TNTV : Parlons de la réforme de la protection sociale à présent que vous évoquiez. En 2025, la majorité entend faire passer la fin de la primauté du RGS, le régime des salariés, et soumettre à cotisation les dividendes des entreprises et les revenus locatifs pour récupérer près de 3 milliards de cotisations sociales. Etes-vous favorable à cette mesure ? 

Nuihau Laurey : « Comme je le disais, il y a 50 milliards dans les caisses du Pays et il n’arrive pas à les utiliser. On a une situation où le pouvoir d’achat des ménages est le plus faible de ces 20 dernières années, compte tenu de l’inflation importante. Ce n’est pas parce que l’inflation a été maîtrisée cette année que les prix ont diminué. Non, les prix restent très élevés. Quand vous allez faire vos courses, vous le voyez. Vous voyez la différence qu’il y a dans le caddie. J’aime bien ce terme, la fin de la primauté du RGS. C’est un beau nom en fait, mais ça cache une chose qui est très simple : c’est taxer encore plus ce qui est déjà taxé. Les loyers sont déjà taxés, les revenus locatifs sont déjà taxés, les dividendes sont déjà taxés. Donc, on vient ajouter une couche de taxes supplémentaires en se disant que ça va résoudre le problème. Non, ça va décourager ceux qui aujourd’hui continuent à croire et investir dans notre pays. Je pense qu’avec ce niveau de trésorerie du Pays, il faut complètement changer de logiciel. Comme on le dit depuis deux ans à l’Assemblée, on est dans un contexte où le Pays a les moyens de se permettre de baisser massivement les impôts et de s’obliger lui-même à faire des efforts avant de demander à la classe moyenne et à tous ceux qui veulent encore investir de payer encore plus de taxes.  On a la chance d’avoir des personnes qui croient dans notre pays. La plupart des gens investissent ici. Des gens qui ont atteint un certain âge, qui ont fait des économies. Ils n’investissent pas dans d’autres pays. Ils décident d’acheter un deuxième appartement pour les enfants. Ils décident d’investir pour assurer une retraite plus importante. Ça permet de relancer l’activité, ça donne de l’emploi à des gens dans le bâtiment et ça permet, finalement, de faire tourner la machine économique. Mais si vous dites à ces personnes qu’on ne veut pas de vous, on va vous taxer encore plus, allez investir ailleurs, à un moment ils vont le faire ».
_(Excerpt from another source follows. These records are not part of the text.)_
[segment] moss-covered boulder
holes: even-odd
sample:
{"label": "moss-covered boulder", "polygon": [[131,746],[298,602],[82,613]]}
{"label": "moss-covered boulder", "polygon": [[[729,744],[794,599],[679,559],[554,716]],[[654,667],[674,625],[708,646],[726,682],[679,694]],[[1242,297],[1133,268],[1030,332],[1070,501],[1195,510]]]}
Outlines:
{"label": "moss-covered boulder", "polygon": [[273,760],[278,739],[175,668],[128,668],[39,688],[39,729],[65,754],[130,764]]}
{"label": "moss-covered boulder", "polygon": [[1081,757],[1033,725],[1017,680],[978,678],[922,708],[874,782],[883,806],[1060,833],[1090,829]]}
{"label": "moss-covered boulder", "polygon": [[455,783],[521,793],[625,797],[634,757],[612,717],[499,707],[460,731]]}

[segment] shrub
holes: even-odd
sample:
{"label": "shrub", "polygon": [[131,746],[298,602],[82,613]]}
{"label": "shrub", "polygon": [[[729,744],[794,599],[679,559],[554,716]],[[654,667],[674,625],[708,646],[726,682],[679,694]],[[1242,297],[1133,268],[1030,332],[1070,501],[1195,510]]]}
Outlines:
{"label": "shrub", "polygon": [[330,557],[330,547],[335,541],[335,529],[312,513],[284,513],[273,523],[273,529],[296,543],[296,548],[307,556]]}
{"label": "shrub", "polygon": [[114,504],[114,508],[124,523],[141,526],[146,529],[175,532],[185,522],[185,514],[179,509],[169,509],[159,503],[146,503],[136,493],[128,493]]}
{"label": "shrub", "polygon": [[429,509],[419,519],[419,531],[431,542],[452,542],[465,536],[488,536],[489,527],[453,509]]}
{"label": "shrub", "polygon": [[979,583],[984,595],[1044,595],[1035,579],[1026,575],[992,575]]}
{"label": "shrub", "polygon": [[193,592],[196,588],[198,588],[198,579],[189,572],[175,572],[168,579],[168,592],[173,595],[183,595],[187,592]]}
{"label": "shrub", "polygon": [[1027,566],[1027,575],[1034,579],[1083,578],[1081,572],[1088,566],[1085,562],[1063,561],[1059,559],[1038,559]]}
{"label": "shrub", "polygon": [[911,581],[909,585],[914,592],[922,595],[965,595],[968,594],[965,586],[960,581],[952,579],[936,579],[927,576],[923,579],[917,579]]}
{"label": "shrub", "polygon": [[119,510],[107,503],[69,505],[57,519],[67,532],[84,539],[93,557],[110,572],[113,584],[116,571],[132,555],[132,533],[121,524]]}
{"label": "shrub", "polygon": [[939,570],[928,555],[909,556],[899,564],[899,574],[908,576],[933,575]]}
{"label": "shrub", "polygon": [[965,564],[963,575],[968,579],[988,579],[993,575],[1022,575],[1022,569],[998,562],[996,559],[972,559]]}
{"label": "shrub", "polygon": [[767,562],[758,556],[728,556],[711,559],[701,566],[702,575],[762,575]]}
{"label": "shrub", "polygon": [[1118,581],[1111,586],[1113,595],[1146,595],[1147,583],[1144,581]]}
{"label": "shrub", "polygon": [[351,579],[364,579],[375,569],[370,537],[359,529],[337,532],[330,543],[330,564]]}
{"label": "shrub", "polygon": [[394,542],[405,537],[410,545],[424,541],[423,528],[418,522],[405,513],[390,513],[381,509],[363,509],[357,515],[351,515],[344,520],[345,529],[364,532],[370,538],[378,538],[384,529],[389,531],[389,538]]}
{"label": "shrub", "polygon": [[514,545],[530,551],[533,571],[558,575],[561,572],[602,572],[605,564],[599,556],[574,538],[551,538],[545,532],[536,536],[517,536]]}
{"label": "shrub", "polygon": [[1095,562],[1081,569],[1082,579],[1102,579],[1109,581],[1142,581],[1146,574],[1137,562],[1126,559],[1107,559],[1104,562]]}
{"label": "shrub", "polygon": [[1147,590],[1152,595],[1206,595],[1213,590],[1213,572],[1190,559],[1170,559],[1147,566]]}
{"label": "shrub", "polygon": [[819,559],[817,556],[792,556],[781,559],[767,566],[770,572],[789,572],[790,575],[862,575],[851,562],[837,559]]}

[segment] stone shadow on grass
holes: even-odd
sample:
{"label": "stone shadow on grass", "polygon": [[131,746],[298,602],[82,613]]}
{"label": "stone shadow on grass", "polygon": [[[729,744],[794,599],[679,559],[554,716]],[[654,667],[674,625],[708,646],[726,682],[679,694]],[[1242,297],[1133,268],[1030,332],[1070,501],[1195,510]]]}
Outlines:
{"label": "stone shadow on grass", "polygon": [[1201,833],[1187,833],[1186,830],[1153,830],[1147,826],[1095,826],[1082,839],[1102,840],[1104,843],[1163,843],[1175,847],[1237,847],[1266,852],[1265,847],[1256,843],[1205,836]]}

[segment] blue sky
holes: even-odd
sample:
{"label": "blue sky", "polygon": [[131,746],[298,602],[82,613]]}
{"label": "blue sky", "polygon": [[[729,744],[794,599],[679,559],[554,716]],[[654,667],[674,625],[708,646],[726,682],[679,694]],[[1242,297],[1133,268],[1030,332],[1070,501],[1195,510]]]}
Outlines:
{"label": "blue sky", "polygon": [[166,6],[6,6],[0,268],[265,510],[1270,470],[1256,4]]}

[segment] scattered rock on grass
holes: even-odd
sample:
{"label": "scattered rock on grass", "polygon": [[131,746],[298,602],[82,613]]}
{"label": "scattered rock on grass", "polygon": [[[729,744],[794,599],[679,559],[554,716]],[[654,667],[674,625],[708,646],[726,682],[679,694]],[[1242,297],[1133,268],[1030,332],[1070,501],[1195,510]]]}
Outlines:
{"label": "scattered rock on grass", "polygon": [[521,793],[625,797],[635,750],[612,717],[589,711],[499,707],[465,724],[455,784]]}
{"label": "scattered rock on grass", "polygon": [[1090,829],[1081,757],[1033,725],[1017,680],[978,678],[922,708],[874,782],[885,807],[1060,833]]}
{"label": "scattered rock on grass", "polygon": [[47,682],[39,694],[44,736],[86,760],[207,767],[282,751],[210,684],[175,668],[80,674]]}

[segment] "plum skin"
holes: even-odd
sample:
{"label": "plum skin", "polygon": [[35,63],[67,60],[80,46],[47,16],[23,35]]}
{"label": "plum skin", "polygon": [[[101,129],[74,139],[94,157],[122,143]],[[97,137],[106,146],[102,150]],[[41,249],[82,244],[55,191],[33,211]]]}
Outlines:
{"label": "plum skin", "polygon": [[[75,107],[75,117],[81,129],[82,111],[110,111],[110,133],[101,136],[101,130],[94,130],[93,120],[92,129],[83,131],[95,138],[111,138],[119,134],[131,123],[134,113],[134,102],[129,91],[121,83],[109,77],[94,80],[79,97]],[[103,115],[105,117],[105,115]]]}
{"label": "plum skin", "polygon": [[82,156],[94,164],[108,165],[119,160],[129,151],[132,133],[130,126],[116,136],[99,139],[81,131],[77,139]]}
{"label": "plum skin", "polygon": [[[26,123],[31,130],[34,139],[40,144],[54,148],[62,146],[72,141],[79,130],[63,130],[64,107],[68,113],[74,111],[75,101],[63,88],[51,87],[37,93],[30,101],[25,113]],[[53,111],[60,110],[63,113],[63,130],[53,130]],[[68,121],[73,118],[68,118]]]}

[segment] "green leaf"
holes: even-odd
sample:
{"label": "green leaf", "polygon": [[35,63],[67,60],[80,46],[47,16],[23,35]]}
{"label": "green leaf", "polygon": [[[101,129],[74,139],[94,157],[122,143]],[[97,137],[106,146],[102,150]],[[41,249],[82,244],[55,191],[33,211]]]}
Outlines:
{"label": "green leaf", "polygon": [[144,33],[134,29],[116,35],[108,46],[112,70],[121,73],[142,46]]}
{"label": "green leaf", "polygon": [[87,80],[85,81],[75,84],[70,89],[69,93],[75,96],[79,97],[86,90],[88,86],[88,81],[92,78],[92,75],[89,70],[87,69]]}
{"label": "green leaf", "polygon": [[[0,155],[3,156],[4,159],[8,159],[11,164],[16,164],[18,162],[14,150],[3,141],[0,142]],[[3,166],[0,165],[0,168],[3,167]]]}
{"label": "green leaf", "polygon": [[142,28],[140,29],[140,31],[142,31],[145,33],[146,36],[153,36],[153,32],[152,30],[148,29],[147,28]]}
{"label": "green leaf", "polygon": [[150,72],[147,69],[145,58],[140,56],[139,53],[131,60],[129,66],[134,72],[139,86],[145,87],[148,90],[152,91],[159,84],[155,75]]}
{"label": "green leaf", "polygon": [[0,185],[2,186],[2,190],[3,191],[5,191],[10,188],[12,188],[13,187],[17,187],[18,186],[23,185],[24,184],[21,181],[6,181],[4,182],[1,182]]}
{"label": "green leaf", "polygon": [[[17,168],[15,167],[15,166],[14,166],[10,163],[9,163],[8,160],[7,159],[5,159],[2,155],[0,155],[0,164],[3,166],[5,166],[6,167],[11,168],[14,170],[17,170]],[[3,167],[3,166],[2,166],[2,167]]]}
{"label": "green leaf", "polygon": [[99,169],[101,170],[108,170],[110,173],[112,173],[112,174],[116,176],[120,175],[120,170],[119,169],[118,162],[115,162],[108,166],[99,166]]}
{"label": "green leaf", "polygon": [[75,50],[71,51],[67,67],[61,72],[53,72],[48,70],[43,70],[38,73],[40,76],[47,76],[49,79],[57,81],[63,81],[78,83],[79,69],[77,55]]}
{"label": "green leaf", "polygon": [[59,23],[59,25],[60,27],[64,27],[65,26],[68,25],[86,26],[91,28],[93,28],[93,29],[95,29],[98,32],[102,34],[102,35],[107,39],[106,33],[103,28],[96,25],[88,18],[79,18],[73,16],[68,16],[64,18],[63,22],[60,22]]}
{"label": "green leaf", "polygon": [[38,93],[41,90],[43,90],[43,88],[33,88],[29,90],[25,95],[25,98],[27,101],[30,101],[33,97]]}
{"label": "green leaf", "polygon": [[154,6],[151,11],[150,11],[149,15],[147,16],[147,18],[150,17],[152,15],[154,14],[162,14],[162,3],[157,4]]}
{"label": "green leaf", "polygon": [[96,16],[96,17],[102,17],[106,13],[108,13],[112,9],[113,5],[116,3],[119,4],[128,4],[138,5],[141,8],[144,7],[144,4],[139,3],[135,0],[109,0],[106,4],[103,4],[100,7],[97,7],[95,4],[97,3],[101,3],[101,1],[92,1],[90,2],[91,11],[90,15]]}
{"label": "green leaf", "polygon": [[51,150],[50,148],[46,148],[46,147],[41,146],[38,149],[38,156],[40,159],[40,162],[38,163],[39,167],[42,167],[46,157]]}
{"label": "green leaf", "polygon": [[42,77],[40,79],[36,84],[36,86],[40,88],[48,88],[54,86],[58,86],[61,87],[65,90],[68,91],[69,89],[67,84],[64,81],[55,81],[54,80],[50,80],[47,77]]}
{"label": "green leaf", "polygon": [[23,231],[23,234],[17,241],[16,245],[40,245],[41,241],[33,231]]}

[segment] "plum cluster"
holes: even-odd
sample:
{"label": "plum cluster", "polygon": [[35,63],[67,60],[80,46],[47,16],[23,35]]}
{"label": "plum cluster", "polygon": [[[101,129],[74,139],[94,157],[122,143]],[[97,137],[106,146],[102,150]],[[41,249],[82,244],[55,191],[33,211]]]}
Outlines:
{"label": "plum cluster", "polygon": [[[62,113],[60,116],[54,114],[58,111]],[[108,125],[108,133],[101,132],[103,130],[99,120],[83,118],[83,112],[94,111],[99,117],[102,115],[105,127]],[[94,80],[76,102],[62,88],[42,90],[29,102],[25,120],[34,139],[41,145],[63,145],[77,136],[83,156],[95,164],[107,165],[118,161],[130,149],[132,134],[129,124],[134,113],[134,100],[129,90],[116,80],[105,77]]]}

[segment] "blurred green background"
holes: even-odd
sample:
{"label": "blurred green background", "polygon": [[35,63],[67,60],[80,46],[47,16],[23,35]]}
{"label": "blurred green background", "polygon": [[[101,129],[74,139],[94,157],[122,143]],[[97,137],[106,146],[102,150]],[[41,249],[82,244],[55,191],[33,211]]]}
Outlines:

TNTV : Avant de conclure, parlons un peu de votre parti. Vous avez mis en place l’école de la gouvernance. Ce dispositif porte-t-il ses fruits alors que les élections municipales approchent ?

Nuihau Laurey : « C’est vrai qu’il y a les municipales, mais notre objectif, c’est vraiment de former une nouvelle classe de personnes qui veulent s’impliquer dans la vie publique, en leur donnant toutes les connaissances. C’est-à-dire en expliquant comment fonctionne le budget, comment fonctionne la PSG, quelles sont les compétences des communes pour avoir des élus mieux formés et mieux en capacité d’avoir de vrais débats. On le voit à l’Assemblée, on a beaucoup de nouveaux représentants qui ne connaissent pas les rouages de l’Assemblée, qui ne sont pas suffisamment formés. Et on se dit que c’est aussi le rôle des partis politiques de former cette nouvelle catégorie d’élus ».